Glen Kolkmeyer served as a Republican member of the Missouri House of Representatives from 2013 to 2021. He represented Lafayette County and parts of Jackson and Johnson counties (District 53). He was re-elected to his third two-year term in November 2016. Representative Kolkmeyer served as the majority caucus chair in the Missouri House of Representatives. He also serves on the following committees: Administration and Accounts, Ethics, Transportation, and the Joint Committee on Transportation Oversight.

In addition to his legislative duties from 2013 to 2021, Kolkmeyer is owner and CEO of Energy Transport Solutions, Inc. in Bates City, Missouri. The family owned and operated company hauls gasoline, diesel, propane and anhydrous ammonia. Glen's parents, Omer and Dorothy started in the propane business in 1955. Glen's Wife, Lisa, serves as the office manager, and the third generation: their son, Eric is the general manager, and their daughter Emily is the billing clerk.

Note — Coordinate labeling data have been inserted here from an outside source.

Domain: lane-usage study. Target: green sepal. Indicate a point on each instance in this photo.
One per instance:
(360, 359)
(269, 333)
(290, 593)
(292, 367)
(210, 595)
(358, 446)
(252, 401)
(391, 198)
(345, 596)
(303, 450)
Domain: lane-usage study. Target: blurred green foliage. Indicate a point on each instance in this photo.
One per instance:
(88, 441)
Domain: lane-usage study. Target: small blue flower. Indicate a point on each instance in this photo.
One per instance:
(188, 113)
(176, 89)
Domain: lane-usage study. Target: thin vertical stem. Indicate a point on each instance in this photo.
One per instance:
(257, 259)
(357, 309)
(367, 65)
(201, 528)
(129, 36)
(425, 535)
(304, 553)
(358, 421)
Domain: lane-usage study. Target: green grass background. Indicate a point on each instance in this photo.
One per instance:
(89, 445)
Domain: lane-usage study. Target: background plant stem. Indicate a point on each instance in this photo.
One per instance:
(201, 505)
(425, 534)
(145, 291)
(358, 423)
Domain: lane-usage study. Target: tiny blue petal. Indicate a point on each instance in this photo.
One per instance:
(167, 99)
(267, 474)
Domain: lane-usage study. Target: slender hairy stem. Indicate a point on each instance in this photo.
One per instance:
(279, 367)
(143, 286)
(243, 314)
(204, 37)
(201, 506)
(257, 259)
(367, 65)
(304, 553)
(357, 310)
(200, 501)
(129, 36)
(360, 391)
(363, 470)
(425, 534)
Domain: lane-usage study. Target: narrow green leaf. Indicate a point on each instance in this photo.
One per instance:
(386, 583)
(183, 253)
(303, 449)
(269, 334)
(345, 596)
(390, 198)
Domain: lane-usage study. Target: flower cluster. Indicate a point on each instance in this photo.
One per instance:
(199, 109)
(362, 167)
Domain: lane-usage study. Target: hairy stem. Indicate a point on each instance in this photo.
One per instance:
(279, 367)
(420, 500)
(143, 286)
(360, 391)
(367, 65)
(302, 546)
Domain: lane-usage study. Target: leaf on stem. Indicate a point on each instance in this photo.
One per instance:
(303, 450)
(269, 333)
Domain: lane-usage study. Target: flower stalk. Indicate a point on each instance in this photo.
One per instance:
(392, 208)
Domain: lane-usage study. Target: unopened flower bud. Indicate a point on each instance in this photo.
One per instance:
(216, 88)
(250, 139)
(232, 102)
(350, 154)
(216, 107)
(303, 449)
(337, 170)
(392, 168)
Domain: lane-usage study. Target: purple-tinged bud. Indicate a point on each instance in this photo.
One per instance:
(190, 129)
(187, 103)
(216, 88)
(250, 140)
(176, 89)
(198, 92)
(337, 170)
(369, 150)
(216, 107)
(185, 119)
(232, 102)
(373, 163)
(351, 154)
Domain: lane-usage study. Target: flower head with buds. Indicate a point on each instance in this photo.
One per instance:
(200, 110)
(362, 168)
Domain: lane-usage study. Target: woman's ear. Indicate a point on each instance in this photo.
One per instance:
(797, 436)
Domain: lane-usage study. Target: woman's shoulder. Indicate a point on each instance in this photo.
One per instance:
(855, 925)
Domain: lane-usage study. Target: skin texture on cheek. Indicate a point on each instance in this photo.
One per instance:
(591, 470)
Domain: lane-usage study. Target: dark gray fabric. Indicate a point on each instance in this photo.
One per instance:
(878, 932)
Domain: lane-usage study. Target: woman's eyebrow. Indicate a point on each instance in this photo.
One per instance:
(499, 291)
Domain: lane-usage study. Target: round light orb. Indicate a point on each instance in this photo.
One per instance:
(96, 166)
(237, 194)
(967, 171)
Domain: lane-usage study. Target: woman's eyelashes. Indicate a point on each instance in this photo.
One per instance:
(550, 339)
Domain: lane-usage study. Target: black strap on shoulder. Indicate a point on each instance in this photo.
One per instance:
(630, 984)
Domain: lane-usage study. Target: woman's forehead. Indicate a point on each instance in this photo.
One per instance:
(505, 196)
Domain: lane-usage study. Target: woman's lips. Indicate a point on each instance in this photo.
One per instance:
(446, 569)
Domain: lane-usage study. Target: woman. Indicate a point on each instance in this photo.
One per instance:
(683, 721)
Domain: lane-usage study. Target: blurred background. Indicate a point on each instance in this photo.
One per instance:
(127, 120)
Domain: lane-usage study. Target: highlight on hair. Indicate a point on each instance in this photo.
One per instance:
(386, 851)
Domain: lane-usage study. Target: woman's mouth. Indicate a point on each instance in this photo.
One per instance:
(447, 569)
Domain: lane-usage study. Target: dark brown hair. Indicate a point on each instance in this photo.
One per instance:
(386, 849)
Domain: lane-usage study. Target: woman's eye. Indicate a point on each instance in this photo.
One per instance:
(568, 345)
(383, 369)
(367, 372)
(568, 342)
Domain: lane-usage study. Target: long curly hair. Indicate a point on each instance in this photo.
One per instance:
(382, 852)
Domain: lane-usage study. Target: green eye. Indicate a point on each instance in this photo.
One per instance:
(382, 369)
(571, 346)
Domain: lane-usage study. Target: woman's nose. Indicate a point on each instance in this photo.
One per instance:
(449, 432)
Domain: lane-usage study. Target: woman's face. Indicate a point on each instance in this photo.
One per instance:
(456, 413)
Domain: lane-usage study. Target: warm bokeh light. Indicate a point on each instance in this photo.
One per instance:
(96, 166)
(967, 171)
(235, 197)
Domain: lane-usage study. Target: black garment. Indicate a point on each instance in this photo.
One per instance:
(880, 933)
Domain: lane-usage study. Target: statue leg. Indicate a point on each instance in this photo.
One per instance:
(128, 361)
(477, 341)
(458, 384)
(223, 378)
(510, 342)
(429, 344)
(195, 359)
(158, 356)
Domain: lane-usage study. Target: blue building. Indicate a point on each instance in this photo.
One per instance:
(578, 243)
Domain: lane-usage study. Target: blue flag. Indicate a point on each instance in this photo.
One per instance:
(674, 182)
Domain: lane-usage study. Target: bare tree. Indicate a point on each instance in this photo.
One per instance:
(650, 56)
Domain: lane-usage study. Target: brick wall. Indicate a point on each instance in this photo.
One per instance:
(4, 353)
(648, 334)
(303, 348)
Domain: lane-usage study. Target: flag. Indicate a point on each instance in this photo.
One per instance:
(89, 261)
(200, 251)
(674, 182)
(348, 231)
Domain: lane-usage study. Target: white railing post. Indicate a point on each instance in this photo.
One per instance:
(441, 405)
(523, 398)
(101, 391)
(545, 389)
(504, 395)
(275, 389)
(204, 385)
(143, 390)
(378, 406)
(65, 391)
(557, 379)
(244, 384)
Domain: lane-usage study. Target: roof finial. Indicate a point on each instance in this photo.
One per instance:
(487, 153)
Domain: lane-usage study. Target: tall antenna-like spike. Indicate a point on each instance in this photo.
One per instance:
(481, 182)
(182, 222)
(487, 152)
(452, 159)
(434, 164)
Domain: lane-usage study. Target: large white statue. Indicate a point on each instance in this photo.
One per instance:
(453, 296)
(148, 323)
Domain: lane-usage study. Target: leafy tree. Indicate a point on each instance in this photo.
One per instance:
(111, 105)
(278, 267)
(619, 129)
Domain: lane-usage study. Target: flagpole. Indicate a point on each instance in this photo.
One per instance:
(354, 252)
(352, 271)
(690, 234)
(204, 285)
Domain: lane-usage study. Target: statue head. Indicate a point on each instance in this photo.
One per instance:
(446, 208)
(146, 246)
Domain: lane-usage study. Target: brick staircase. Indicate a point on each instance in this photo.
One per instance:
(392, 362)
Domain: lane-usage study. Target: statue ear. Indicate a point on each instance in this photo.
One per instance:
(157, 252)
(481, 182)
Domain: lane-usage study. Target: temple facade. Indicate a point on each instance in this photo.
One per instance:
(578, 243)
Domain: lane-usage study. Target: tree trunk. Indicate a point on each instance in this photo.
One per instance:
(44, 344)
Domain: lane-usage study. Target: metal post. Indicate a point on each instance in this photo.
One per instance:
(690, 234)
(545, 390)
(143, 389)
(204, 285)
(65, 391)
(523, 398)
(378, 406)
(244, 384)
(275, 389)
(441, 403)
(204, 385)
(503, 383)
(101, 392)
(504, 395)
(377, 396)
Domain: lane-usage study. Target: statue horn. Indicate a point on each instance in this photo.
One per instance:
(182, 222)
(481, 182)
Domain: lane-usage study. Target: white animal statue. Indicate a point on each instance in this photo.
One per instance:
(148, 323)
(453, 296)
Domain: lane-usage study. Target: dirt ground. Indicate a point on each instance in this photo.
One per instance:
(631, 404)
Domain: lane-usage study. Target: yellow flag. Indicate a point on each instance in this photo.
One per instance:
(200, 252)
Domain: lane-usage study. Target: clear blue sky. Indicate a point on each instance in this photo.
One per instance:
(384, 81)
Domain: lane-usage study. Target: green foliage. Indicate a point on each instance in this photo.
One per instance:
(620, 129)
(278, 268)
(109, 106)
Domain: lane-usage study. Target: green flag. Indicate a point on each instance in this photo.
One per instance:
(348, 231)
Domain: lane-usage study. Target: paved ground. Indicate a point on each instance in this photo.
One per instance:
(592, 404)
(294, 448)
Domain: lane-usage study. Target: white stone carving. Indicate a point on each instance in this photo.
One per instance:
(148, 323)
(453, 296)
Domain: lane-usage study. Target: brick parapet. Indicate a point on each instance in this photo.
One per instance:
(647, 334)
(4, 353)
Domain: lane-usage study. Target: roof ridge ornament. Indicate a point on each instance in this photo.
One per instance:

Representative Kolkmeyer also served 20 years as fire chief of the Wellington-Napoleon Fire Protection District and served 39 years on the Fire Service.

Representative Kolkmeyer was a former president of Missouri Propane Gas (safety) Commission, Missouri Propane Gas Association and Lafayette County Firefighters Association. He is also the current president of the Lafayette County Law Enforcement Restitution Fund, a member of National Rifle Association, a past board member of the Wellington-Napoleon Protection District and the Lafayette County 9-1-1 Board. Representative Kolkmeyer attends Calvary Baptist Church in Odessa.

Born in Kansas City, Missouri, Kolkmeyer currently resides in rural Wellington with his wife, Lisa. They have a son, Eric, and daughter, Emily, and five grandchildren.